For equipment which is disinfected, but not sterilized, the efficacy of cleaning
and disinfection needs to be validated in terms of chemical cleanliness (no
residues of products, foreign matter, detergents, disinfectants etc.) and
hygienic cleanliness (no contamination with bacteria or fungi).
Special attention must be given to the clean hold time of equipment for which microbiological requirements apply.
See Annex 1 for Microbial Contamination Risk Factors to be considered.
3.5. Validation
3.5.1. Approach to Cleaning Validation
Cleaning Process Validation is defined as the collection and evaluation of
data, from the cleaning process design stage through commercial production, which establishes scientific evidence that a cleaning process is capable of
consistently delivering a clean equipment, i.e. to provide equipment which is
suitable for processing of products and APIs.
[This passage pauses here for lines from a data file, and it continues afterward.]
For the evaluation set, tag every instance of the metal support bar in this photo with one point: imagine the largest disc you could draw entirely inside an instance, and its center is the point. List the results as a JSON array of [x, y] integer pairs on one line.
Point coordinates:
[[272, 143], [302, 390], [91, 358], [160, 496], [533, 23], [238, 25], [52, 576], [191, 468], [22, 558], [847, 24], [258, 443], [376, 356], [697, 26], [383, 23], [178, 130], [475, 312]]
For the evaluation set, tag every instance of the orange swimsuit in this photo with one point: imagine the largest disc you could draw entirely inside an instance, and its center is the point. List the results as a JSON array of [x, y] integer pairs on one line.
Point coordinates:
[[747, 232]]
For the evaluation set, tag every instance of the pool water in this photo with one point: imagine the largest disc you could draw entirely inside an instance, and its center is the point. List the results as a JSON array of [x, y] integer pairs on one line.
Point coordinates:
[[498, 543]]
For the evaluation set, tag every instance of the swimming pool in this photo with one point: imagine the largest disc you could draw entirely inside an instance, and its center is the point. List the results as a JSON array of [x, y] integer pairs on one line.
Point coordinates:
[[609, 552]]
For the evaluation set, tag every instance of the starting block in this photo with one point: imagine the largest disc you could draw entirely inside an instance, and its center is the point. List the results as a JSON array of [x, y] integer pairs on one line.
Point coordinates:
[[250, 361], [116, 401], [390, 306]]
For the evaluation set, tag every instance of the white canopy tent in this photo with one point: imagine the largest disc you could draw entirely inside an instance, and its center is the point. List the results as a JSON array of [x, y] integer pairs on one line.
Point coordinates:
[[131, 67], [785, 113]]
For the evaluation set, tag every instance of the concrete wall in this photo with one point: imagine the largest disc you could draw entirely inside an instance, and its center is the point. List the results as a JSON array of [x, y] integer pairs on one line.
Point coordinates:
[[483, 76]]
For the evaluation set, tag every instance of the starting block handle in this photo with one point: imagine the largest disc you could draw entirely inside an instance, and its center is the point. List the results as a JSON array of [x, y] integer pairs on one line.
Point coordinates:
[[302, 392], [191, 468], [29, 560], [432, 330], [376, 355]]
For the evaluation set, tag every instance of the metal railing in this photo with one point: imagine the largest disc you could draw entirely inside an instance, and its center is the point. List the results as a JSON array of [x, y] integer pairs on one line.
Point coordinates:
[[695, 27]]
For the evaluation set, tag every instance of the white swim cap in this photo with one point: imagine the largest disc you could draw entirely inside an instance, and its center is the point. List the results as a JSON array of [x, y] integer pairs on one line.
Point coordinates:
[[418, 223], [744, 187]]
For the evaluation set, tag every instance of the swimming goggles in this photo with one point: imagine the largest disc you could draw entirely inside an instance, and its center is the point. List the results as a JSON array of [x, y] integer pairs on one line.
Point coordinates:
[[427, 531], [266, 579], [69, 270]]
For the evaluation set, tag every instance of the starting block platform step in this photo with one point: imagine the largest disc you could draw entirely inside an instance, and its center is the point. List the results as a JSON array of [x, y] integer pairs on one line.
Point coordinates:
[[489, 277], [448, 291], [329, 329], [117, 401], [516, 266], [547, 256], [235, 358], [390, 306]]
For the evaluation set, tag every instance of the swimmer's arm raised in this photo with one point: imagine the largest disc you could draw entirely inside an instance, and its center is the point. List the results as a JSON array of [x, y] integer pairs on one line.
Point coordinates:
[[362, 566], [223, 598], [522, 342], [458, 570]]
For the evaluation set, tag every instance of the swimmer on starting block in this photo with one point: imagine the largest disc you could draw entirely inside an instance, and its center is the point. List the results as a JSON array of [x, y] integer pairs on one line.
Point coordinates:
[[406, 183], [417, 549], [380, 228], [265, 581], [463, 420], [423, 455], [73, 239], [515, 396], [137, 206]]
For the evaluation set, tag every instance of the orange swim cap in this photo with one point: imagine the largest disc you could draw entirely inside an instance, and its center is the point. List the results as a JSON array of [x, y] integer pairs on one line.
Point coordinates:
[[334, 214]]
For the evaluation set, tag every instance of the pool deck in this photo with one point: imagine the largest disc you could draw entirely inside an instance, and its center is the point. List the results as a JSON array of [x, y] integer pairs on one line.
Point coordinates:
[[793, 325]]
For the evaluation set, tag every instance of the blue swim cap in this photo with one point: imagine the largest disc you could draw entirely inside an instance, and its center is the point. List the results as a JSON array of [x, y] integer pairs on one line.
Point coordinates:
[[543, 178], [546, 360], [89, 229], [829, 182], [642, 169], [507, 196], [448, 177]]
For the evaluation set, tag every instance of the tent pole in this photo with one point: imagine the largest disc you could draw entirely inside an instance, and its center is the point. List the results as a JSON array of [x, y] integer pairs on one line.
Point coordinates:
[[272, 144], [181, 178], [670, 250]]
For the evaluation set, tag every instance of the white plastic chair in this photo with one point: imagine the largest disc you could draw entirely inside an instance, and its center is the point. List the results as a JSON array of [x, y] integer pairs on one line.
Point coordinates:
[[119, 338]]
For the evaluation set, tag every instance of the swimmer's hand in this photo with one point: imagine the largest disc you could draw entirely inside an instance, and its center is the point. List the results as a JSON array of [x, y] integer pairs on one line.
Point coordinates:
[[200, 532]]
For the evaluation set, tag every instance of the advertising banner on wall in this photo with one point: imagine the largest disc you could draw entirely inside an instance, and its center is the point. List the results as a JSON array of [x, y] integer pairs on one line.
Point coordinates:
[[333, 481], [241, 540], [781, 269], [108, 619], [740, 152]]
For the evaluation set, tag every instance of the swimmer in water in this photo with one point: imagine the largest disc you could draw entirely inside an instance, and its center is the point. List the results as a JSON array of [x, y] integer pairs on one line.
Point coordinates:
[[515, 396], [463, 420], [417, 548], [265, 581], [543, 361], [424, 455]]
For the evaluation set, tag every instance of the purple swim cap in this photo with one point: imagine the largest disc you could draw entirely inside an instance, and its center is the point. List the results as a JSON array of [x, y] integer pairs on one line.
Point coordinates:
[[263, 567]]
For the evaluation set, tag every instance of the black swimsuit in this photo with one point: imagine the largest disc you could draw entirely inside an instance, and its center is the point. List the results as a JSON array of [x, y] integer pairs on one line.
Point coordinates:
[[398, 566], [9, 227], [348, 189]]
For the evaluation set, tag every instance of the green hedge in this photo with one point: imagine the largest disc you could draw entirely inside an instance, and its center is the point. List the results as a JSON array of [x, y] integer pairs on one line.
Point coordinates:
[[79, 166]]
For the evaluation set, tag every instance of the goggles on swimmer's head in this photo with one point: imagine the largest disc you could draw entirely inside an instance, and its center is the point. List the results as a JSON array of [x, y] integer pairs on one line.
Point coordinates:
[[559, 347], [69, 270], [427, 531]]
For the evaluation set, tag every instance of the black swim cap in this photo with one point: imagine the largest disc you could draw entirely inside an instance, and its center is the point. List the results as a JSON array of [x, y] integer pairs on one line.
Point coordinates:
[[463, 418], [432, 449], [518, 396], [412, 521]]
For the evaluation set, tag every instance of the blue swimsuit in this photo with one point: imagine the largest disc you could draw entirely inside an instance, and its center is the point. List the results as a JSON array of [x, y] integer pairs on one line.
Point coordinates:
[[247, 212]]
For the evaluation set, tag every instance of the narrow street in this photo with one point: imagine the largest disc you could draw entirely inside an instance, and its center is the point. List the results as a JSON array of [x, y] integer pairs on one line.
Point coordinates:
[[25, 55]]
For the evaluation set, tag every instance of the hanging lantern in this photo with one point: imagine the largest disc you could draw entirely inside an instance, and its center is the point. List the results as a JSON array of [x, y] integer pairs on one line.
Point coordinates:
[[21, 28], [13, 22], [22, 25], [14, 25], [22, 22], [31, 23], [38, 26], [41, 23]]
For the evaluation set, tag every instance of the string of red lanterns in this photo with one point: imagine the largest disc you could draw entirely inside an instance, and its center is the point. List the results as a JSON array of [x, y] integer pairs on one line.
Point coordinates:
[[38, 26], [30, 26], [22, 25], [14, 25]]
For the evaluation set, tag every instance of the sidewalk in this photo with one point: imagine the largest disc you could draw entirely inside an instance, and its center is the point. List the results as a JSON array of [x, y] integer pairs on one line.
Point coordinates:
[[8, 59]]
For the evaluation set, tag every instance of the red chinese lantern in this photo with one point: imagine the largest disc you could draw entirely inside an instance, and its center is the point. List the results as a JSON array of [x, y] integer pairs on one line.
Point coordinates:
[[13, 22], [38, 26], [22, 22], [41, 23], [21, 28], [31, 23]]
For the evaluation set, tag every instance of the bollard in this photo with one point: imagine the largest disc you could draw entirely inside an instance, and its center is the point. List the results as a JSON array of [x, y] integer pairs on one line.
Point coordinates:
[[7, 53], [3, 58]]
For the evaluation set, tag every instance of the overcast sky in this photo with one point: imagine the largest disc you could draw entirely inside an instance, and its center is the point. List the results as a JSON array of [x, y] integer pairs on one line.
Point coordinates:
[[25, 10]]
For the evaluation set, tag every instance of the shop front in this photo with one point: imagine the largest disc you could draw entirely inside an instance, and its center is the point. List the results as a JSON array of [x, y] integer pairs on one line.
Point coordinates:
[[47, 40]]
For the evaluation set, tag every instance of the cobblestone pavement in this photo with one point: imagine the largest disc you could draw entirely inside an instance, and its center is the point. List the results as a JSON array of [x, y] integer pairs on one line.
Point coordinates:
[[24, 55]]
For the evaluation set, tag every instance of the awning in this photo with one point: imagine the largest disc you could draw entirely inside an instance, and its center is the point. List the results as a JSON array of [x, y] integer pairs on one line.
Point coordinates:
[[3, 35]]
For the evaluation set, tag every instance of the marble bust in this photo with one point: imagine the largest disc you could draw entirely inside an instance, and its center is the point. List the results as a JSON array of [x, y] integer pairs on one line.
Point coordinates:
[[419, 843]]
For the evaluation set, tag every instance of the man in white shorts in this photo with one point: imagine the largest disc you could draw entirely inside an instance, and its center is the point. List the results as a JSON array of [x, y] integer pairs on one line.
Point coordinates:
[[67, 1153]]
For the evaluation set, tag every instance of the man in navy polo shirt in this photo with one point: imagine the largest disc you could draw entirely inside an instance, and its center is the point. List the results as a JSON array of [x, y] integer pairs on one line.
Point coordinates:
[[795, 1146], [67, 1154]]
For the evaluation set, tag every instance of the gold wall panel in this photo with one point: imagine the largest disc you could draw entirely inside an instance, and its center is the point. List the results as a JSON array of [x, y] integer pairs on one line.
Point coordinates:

Cleaning Process Validation involves a series of activities taking place over
the lifecycle of the equipment and its associated cleaning procedure(s).
The approach is structured in three stages:
?Stage 1 – Cleaning Process Design: The cleaning process is defined during this stage based on knowledge gained through development
and from comparable cleaning procedures.
?Stage 2 – Cleaning Process Qualification: During this stage, the
cleaning process design is evaluated to determine if the process is
capable of reproducible cleaning.
?Stage 3 – Continued Cleaning Process Verification: Ongoing
assurance is gained during routine cleaning that the process remains
in a state of control.
The equivalent of a “validated state” is reached with the closing of stage 2
and then the process proceeds to stage 3 with the with the continued process verifications. The continued process verification requirements for stage 3
must be defined in the Cleaning Validation Master Plan (3.5.2.1) and
periodically evaluated (3.5.2.4). The Cleaning Validation must be periodically reassessed, at minimum at least every 5 years.
3.5.2. Implementation
3.5.2.1. Cleaning Validation Master Plan
Each manufacturing unit must establish a cleaning Validation Master
Plan according to the Quality Module QM6.3.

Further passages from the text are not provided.